Recently at the Walmart in Orange City, Fla.—just outside Daytona Beach—a man named Eddie McKee attempted to leave the store with $200 worth of steaks and ribs without paying for them. When confronted by the Walmart loss prevention officer, he abandoned the shopping cart full of meat and ran out of the store, pushing down a woman on the way out.
Customer Jose Manuel Martinez saw McKee being chased by the employee. Even though Martinez didn’t know why McKee was being chased, he decided to help. As McKee jumped in a car and attempted to escape, Martinez drew his legally concealed 9mm and put at least four bullets into the car, not intending to shoot McKee, but rather mark it for the police. Martinez was charged with aggravated assault and shooting into an occupied vehicle.
Check out the video from WOFL-TV in Orlando:
Gee, where to start with this one.
First, while I’m sure we can all appreciate Martinez’s enthusiasm for apprehending attempted thieves, apparently he wasn’t paying attention when it was time to learn gun safety and has a serious lack of knowledge of what happens when bullets hit vehicles—in short, they can go anywhere and everywhere.

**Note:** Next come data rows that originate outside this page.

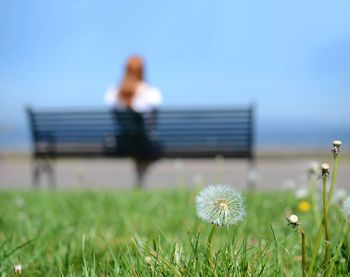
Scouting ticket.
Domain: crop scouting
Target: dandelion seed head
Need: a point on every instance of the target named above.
(346, 207)
(337, 142)
(220, 205)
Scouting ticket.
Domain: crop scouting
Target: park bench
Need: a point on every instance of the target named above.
(183, 133)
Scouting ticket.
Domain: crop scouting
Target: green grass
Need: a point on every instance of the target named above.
(154, 233)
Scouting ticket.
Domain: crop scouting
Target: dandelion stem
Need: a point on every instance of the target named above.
(337, 252)
(303, 252)
(209, 240)
(336, 157)
(317, 245)
(325, 219)
(313, 200)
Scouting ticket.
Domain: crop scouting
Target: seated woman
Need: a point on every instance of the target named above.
(136, 104)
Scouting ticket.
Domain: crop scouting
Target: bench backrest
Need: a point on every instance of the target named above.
(186, 133)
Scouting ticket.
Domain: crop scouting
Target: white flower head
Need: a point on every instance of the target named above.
(17, 269)
(220, 205)
(346, 207)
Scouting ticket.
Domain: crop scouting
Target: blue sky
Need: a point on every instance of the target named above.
(291, 58)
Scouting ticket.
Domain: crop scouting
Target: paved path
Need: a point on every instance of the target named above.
(108, 173)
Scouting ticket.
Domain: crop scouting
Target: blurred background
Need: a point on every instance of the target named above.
(291, 59)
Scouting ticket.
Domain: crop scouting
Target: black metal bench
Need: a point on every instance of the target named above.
(184, 133)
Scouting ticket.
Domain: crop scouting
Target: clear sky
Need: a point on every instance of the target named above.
(292, 58)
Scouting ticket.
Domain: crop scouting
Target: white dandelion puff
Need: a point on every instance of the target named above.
(220, 205)
(346, 207)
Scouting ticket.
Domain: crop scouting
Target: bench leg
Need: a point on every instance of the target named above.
(43, 165)
(49, 167)
(35, 172)
(141, 167)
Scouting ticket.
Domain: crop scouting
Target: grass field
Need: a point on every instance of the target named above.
(154, 233)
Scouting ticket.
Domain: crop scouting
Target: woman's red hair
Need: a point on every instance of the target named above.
(133, 76)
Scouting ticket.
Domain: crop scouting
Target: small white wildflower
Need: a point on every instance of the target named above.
(17, 269)
(346, 207)
(314, 168)
(301, 193)
(325, 169)
(220, 205)
(288, 184)
(336, 149)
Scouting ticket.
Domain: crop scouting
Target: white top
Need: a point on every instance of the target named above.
(146, 98)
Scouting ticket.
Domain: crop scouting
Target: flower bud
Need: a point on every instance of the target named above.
(293, 219)
(337, 143)
(17, 269)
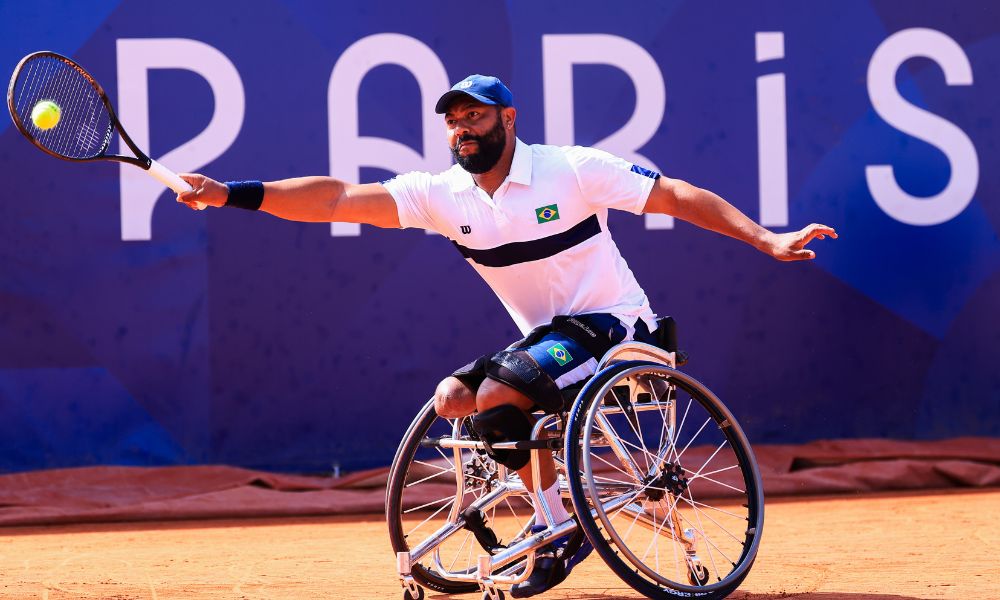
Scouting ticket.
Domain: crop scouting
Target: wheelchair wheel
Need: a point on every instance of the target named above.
(668, 489)
(430, 487)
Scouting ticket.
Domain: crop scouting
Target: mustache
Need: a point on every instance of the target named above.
(468, 137)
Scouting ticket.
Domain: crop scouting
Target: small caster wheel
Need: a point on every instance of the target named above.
(697, 574)
(407, 595)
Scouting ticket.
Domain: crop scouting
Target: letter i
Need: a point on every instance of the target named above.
(772, 138)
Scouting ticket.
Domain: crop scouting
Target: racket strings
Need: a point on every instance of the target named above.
(84, 128)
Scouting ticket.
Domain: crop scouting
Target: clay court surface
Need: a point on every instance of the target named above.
(874, 547)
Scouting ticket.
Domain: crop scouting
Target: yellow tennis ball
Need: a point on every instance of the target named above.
(46, 114)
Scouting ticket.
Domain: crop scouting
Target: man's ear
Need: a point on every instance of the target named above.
(508, 115)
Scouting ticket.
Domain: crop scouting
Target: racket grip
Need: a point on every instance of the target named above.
(170, 179)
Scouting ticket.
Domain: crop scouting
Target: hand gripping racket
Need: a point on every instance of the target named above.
(84, 119)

He also apparently hasn’t watched a cop show on TV in the last twenty years—and might have a common sense deficit. If he’d been watching Law & Order instead of whatever else he was watching, he would know that warning shots—the equivalent of what he did—are no longer used by law enforcement for a whole host of reasons. Neither law enforcement officers nor private citizens should be drawing their weapons unless their life—or someone else’s—is in danger, much less firing multiple shots. Firearms are not paintball guns; they are not designed for “marking” vehicles, and when used as such, only bad things can happen.
Not only wasn’t McKee armed or threatening anyone, he was just trying to escape without any stolen goods in his possession. Orange City Police Commander Jason Sampsell, when talking about Martinez, said, “His life was not in immediate danger, so he was not in fear for his life nor was he trying to defend someone else whose life was being threatened. There was no justification for the shooting.”
Both men were arrested on site. McKee’s bail was set at $1,000, and Martinez’ at $7,000. As Martinez admitted he wasn’t trying to injure McKee, a good lawyer could probably get the charges reduced to malicious destruction of property and public discharge of a weapon, but the chances of him keeping his CCW are very slim. Cars everywhere are feeling safer.
What do you think? How could this situation have been handled differently?